Module Std.Project

Disassembled program.

Project contains data that we were able to reconstruct during the disassembly, semantic analysis, and other arbitrary amount of analyses.

Actually, project allows to associate arbitrary data with memory regions, program terms, and even attach them globally to itself. So it can be seen as a knowledge base of deeply interconnected facts.

Other than delivering information, from the bap to a passes, it can be also used as a communication media between different passes, (see Working with project).

type t = project
type state
val bin_shape_state : Core_kernel.Bin_prot.Shape.t
val bin_size_state : state Core_kernel.Bin_prot.Size.sizer
val bin_write_state : state Core_kernel.Bin_prot.Write.writer
val bin_writer_state : state Core_kernel.Bin_prot.Type_class.writer
val bin_read_state : state Core_kernel.Bin_prot.Read.reader
val __bin_read_state__ : (int -> state) Core_kernel.Bin_prot.Read.reader
val bin_reader_state : state Core_kernel.Bin_prot.Type_class.reader
val bin_state : state Core_kernel.Bin_prot.Type_class.t
type input
type library

IO interface to a project data structure.

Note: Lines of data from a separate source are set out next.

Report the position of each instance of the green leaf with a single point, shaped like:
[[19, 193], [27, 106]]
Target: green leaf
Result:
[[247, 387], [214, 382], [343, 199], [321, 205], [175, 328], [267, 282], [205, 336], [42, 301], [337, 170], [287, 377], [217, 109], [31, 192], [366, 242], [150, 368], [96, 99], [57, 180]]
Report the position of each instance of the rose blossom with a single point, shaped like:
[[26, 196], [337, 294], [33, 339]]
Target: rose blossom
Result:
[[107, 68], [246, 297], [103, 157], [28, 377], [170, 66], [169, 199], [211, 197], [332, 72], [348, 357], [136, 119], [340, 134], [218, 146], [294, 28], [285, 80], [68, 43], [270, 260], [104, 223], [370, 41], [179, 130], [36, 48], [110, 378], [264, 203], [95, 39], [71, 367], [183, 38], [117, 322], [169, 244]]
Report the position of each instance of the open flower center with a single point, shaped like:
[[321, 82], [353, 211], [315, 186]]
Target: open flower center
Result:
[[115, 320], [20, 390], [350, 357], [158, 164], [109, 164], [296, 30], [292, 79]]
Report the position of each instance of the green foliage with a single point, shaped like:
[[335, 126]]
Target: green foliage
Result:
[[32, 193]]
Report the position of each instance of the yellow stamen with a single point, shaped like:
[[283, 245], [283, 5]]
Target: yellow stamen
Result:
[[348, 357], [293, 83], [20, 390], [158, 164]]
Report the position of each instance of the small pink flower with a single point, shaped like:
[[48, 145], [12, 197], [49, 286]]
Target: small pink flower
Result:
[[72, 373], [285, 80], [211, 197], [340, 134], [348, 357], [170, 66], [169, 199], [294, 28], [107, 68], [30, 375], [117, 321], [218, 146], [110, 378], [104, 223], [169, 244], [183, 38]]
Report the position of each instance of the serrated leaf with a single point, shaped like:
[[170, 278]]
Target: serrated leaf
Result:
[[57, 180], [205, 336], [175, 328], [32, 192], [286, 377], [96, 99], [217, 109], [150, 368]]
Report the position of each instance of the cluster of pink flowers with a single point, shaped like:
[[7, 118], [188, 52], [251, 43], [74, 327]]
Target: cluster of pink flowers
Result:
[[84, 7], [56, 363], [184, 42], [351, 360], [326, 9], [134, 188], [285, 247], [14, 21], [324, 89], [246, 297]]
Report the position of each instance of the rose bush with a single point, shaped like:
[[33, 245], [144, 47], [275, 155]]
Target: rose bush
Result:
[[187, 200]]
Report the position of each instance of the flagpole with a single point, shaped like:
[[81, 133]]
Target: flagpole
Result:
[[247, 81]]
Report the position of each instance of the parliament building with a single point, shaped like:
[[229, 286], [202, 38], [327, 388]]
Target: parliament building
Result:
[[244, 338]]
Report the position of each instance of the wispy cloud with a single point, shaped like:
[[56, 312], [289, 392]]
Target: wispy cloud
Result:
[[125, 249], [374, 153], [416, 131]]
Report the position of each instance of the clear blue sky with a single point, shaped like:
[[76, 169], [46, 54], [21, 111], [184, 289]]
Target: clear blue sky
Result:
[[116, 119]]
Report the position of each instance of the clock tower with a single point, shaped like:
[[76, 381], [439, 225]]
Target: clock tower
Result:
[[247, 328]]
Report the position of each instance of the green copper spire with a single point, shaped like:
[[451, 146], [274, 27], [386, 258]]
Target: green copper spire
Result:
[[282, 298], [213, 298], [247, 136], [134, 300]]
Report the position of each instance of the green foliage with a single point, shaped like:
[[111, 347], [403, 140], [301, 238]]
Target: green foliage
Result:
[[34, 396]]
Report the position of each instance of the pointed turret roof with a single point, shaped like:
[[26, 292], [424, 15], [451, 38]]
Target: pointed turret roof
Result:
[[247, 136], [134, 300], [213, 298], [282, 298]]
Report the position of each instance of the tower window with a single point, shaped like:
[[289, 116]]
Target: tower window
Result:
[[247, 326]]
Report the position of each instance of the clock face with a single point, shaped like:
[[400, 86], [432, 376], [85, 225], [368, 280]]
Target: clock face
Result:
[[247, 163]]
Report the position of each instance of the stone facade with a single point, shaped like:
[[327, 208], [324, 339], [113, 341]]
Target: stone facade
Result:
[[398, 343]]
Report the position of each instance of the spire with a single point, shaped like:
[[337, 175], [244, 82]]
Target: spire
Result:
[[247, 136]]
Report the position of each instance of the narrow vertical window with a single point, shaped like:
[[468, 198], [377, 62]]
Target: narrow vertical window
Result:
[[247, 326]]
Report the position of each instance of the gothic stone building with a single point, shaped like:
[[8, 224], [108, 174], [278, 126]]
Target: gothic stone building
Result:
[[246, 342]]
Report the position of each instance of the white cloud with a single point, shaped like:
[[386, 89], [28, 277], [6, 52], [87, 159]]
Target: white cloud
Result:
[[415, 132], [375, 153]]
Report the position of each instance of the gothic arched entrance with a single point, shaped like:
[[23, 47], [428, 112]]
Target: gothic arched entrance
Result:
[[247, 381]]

include Regular.Std.Data.S with type t := t
type info = string * [ `Ver of string ] * string option

name,Ver v,desc information attached to a particular reader or writer.

val version : string

Data representation version. After any change in data representation the version should be increased.

Serializers that are derived from a data representation must have the same version as a version of the data structure, from which it is derived. This kind of serializers can only read and write data of the same version.

Other serializers can actually read and write data independent on its representation version. A serializer, that can't store data of current version simply shouldn't be added to a set of serializers.

It is assumed, that if a reader and a writer has the same name and version, then whatever was written by the writer should be readable by the reader. The round-trip equality is not required, thus it is acceptable if some information is lost.

It is also possible, that a reader and a writer that has the same name are compatible. In that case it is recommended to use semantic versioning.

val size_in_bytes : ?ver:string -> ?fmt:string -> t -> int

size_in_bytes ?ver ?fmt datum returns the amount of bytes that is needed to represent datum in the given format and version

val of_bytes : ?ver:string -> ?fmt:string -> Regular.Std.bytes -> t

of_bytes ?ver ?fmt bytes deserializes a value from bytes.

val to_bytes : ?ver:string -> ?fmt:string -> t -> Regular.Std.bytes

to_bytes ?ver ?fmt datum serializes a datum to a sequence of bytes.

val blit_to_bytes : ?ver:string -> ?fmt:string -> Regular.Std.bytes -> t -> int -> unit

blit_to_bytes ?ver ?fmt buffer datum offset copies a serialized representation of datum into a buffer, starting from the offset.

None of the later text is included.